(Seychelles News Agency) - It’s the first conservation success story of its kind in the world: the Seychelles warbler (Acrocephalus sechellensis) was one of the most threatened bird species in the world in the 1960s – down to a total population of only 26 birds, conservation experts had to move fast to avert the birds from becoming entirely extinct.
After decades of ongoing habitat rehabilitation on the last remaining island where the birds were found in the wild, the warbler’s future looks a lot brighter, thanks to efforts by local NGO Nature Seychelles, a Birdlife International partner. With the total population now in the thousands, the organisation captured 59 birds from Cousin Island and transferred them by helicopter to the private resort island of Frégate in the Seychelles in December 2011, which is now the fifth island where these birds live.
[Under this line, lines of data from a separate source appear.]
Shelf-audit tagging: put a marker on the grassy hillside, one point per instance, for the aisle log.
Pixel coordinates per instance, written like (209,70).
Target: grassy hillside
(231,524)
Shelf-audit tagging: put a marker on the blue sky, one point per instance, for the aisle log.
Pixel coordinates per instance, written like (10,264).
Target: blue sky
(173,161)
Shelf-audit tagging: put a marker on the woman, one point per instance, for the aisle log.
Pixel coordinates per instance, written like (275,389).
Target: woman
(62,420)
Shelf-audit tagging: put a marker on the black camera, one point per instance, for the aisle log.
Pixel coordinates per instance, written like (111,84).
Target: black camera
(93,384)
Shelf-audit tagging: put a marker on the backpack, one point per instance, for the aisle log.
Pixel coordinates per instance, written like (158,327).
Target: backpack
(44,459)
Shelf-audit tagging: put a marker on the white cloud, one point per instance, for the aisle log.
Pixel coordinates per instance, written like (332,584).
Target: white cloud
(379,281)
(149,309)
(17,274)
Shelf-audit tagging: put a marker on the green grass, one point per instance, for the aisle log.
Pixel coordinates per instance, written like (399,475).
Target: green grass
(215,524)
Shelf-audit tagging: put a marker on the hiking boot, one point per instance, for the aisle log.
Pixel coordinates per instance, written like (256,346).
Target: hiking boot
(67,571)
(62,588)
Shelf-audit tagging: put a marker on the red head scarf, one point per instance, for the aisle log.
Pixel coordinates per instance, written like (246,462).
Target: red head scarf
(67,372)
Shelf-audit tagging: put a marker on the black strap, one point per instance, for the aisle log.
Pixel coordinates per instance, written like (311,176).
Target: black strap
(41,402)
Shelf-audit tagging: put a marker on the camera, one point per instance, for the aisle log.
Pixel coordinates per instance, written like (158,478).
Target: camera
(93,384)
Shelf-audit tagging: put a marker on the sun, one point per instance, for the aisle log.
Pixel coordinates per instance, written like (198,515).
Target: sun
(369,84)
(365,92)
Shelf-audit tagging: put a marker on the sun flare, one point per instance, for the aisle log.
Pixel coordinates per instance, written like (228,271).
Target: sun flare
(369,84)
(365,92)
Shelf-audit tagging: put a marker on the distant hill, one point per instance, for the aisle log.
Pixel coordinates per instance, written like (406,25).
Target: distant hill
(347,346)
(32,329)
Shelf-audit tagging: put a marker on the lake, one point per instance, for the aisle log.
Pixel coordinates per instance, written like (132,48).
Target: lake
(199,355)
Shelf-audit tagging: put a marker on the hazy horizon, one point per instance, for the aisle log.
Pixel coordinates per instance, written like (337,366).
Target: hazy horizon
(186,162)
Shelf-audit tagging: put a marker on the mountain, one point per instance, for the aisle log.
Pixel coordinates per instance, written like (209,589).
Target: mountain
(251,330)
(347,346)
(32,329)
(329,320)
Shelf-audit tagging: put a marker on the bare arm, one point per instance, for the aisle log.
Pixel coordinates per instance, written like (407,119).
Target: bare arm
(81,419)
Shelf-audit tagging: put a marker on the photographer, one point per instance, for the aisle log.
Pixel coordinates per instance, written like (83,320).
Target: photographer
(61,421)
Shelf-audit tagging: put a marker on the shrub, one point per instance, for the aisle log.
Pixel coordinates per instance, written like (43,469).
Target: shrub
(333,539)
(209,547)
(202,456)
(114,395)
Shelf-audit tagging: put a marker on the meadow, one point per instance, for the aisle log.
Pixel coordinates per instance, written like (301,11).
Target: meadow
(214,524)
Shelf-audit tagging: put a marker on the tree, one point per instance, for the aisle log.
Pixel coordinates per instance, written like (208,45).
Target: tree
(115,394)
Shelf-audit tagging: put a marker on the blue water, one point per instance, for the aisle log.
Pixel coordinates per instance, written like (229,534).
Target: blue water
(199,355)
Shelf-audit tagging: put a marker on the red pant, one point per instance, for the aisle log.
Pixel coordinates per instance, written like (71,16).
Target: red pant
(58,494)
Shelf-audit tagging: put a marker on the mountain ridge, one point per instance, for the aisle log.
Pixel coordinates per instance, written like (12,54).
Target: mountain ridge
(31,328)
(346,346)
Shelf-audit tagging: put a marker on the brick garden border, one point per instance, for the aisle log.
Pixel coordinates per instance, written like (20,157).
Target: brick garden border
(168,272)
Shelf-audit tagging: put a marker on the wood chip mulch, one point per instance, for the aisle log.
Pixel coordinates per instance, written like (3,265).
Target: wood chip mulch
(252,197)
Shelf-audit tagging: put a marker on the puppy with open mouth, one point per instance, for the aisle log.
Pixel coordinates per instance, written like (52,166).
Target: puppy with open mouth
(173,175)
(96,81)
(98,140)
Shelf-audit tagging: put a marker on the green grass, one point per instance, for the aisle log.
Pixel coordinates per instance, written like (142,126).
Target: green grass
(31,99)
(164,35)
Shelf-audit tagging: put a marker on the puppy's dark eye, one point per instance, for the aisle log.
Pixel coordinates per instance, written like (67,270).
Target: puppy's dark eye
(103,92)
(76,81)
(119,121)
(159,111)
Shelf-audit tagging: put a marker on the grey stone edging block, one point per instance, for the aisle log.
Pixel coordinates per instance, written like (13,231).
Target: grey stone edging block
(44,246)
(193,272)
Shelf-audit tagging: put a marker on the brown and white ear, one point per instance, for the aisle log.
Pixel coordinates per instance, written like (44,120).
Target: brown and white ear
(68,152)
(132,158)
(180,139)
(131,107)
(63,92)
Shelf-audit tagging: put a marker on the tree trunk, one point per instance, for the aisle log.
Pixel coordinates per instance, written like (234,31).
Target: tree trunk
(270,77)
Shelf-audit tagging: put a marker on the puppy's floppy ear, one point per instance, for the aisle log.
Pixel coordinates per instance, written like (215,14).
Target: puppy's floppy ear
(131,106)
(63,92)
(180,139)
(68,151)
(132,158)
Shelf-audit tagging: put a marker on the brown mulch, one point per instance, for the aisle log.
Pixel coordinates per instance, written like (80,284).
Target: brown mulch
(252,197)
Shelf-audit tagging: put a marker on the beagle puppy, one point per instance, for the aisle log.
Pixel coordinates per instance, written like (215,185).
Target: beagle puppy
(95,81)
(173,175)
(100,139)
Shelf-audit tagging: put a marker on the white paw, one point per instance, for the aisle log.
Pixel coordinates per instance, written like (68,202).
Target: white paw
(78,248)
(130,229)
According to a new study published in Conservation Evidence this month, the birds have increased to over 80 individuals, including 42 birds hatched on Frégate, after a census was carried out on the island in June last year.
The project was funded by an $18,000 Disney Worldwide Conservation Fund grant to Nature Seychelles through the Royal Society for the Protection of Birds (BirdLife International’s UK arm), the Seychelles Warbler Research Group (a collaboration between the Universities of East Anglia and Sheffield in the UK, and the University of Groningen, Netherlands) and Frégate Island Private.